On Reddit, some users questioned whether they had fallen victim to an exit scam.
That mystery was partly solved when blockchain watchers noticed funds linked to TradeOgre being redirected to wallets carrying encoded Bitcoin messages. One such message read: “Crypto assets controlled by the RCMP.” The agency later confirmed the authenticity of those messages, declaring the move the largest crypto asset seizure in Canadian history and the first-ever dismantling of an exchange in the country.
With TradeOgre’s operations now shuttered, the RCMP said investigators will analyze seized data and expect criminal charges to follow. Arkham Intelligence confirmed that over $40 million worth of assets were removed from TradeOgre wallets in recent days and are now under RCMP control.

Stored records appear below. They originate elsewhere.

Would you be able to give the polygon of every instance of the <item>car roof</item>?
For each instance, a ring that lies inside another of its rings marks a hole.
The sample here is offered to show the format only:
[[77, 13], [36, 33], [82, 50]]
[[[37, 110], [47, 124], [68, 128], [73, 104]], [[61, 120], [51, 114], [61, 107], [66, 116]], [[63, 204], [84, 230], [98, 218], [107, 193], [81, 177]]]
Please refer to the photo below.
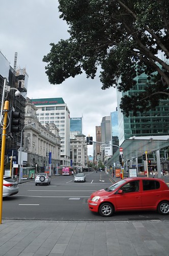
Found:
[[165, 182], [164, 180], [162, 179], [160, 179], [159, 178], [152, 178], [152, 177], [129, 177], [129, 178], [125, 178], [123, 179], [125, 181], [132, 181], [133, 180], [157, 180], [158, 181], [161, 181], [162, 182]]

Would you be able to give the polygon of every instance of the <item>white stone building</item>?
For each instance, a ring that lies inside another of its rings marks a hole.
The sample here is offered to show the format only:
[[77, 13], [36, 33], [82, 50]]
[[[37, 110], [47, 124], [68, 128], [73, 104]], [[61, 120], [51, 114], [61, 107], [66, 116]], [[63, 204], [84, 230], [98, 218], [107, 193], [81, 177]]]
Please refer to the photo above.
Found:
[[53, 123], [61, 139], [61, 166], [70, 166], [70, 112], [62, 98], [32, 99], [37, 108], [37, 117], [42, 125]]

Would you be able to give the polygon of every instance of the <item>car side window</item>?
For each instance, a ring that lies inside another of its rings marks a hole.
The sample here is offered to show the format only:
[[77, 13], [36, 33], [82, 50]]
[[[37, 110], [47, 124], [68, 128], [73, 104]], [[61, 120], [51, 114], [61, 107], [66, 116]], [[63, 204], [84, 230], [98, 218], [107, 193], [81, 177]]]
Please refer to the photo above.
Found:
[[124, 193], [139, 191], [139, 181], [130, 181], [120, 188]]
[[160, 183], [156, 180], [143, 180], [143, 186], [144, 190], [158, 189], [160, 187]]

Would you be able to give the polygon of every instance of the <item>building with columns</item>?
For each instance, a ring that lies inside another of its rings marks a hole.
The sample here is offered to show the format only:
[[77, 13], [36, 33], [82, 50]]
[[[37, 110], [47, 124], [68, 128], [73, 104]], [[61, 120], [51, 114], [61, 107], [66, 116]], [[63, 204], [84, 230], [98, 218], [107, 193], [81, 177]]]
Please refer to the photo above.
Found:
[[[60, 165], [61, 138], [59, 130], [54, 123], [42, 125], [36, 116], [37, 108], [27, 98], [23, 144], [27, 153], [29, 166], [37, 164], [38, 171], [44, 171], [48, 166], [48, 155], [51, 153], [51, 167], [55, 173], [56, 168]], [[31, 123], [35, 124], [31, 125]], [[30, 125], [27, 125], [30, 124]]]

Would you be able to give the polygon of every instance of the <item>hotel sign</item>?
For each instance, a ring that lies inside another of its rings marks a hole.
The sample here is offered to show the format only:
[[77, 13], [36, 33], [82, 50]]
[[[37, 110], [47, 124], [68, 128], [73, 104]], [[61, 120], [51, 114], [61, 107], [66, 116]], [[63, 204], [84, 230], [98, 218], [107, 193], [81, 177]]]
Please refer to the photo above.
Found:
[[62, 98], [51, 98], [47, 99], [31, 99], [30, 101], [35, 105], [55, 105], [56, 104], [64, 104], [65, 101]]

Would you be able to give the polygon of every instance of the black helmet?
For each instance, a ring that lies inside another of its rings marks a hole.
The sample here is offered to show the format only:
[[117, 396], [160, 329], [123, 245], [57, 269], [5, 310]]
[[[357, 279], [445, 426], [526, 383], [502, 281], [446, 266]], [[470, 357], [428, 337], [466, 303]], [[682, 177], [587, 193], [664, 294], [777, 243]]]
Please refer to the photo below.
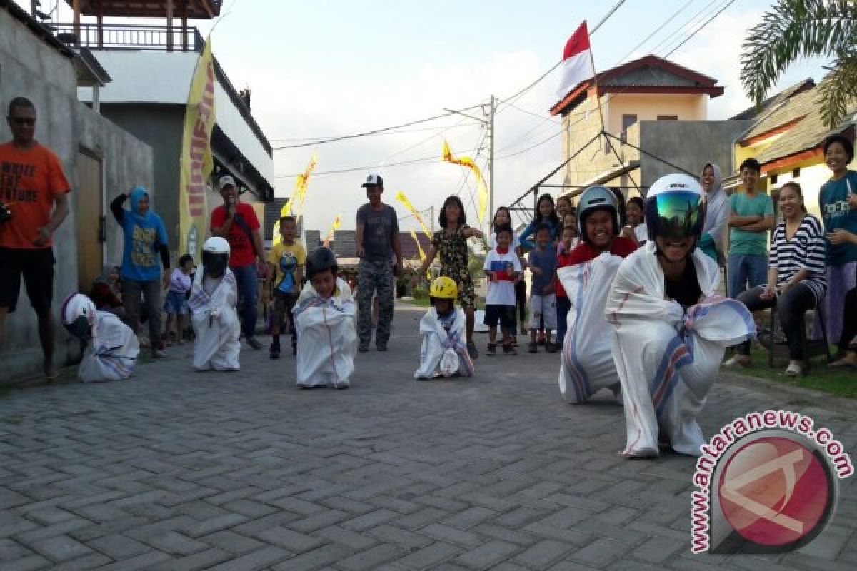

The case comes amid a wave of cross-border crackdowns on crypto crime by Canadian and U.S. authorities. In recent months, joint initiatives such as Project Atlas and Operation Avalanche have targeted fraud, money laundering, and phishing schemes, seizing hundreds of millions in illicit assets. In August alone, authorities froze over $300 million linked to scams across multiple jurisdictions.
The TradeOgre seizure underscores how regulators are increasingly zeroing in on unregistered and non-compliant platforms, particularly those that enable anonymity and avoid oversight. For Canada, the takedown signals a turning point: crypto exchanges are no longer untouchable, and the era of unchecked anonymity in digital asset trading is narrowing fast.